To leave the matter there would, however, be to take too narrow a view. It would be more accurate to ask whether Mr. Thompson's breach of contract and the error in which it resulted contributed to the respondents' prosecution of the third party claim against the appellant. In a traffic accident, for example, there may be uncertainty as to who is to blame. The party ultimately found liable may be said to contribute, in the relevant sense, to the decision to proceed against a successful defendant as well. If Mr. Thompson had breached the contract by simply refusing to hand over any cheque at all, it would not have occurred to the respondents to sue the appellant. They did so because of the provenance of the cheque that was handed over. They thought that that was the kind of contingency against which their solicitors should have protected them at settlement. That is why they sued the appellant, but their claim against the solicitors was misconceived and failed. How, then, can it be said that it is fair to shift the incidence of costs?

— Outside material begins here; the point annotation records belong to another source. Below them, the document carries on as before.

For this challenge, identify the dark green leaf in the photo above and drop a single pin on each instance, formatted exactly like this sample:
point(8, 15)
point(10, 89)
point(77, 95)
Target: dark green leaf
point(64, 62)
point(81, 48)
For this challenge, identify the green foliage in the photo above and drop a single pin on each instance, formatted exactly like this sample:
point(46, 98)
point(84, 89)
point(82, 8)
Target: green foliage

The analysis in the last preceding paragraph shows that there is some difficulty, even in this case, about separating the question of reasonableness from the question of fairness. I continue to assume in favour of the respondents that they acted reasonably in suing the appellant. All I mean by that is that it was a reasonable mistake, but it was the respondents' own mistake or that of their legal advisers. It is a question on which reasonable minds may differ, but I am not persuaded in all the circumstances either that Mr. Thompson induced the respondents to sue the appellant or, more generally, that there was conduct on his part such as to make it fair to order that he indemnify them against the appellant's costs of the third party proceeding that they will now have to pay.[9] To adapt a phrase from another field of law, the respondents were on a frolic of their own. By that I intend no criticism. I desire only to emphasize the completely independent character of their claim.[10]

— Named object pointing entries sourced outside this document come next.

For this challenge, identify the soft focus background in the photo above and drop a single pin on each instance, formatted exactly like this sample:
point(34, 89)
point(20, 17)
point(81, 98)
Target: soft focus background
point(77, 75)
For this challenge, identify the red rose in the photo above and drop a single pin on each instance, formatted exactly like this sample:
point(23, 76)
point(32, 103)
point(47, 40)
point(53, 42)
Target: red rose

[9]Compare Framar Money Management Pty. Ltd. v. Territory Insurance Office (1986) 87 F.L.R. 251, where an insurer's wrongful denial of liability caused the plaintiff to sue its broker. A Bullock order was made in favour of the plaintiff.

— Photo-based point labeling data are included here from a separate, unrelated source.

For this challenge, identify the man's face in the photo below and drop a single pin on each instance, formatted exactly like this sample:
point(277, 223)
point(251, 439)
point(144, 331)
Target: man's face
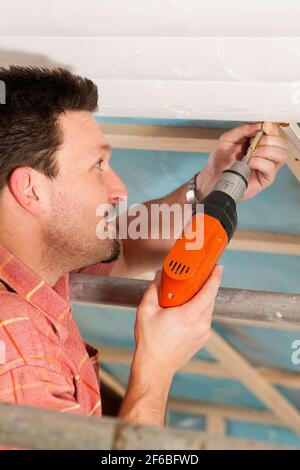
point(85, 181)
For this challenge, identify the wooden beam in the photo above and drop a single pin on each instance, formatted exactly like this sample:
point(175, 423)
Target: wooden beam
point(32, 428)
point(186, 139)
point(219, 413)
point(247, 375)
point(162, 138)
point(205, 368)
point(238, 305)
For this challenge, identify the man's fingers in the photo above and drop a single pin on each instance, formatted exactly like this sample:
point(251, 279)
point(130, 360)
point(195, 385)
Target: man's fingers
point(267, 168)
point(271, 128)
point(274, 154)
point(209, 291)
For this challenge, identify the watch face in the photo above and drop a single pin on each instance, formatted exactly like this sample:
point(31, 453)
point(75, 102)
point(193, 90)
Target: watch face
point(190, 196)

[10]See Norwest Refrigeration Services Pty. Ltd. v. Bain Dawes (W.A.) Pty. Ltd. (1984) 157 C.L.R. 149 at 163. In that case it was not enough that it was all the fault of the Co-operative.
I would set aside paragraphs 6(a) and (c) of the judgment given below and amend paragraph 6(b) by inserting the word "formerly" immediately before the words "set out in paragraph 7". I would refuse the indemnity sought by the respondents and, subject to hearing counsel, order that the respondents pay the appellant's and Mr. Thompson's costs of the summons filed on their behalf on 18th October 1999.
BATT, J. A.:
In the resolution of this by no means easy application by summons, I agree with the reasons of and orders proposed by Callaway, J.A., whose judgment I have had the benefit of reading in draft. I would add that, to my mind, notwithstanding Mr. Thompson’s connection with or relevance to the appeal, the fact that he is a non-party to it requires the respondents to show a somewhat stronger case for the exercise of the Court’s discretion in their favour than would otherwise be the case.
CHERNOV, J. A.:
I have also had the benefit of reading the draft judgment of Callaway, J.A. I agree that, for the reasons given by his Honour, this application be disposed of as he proposes.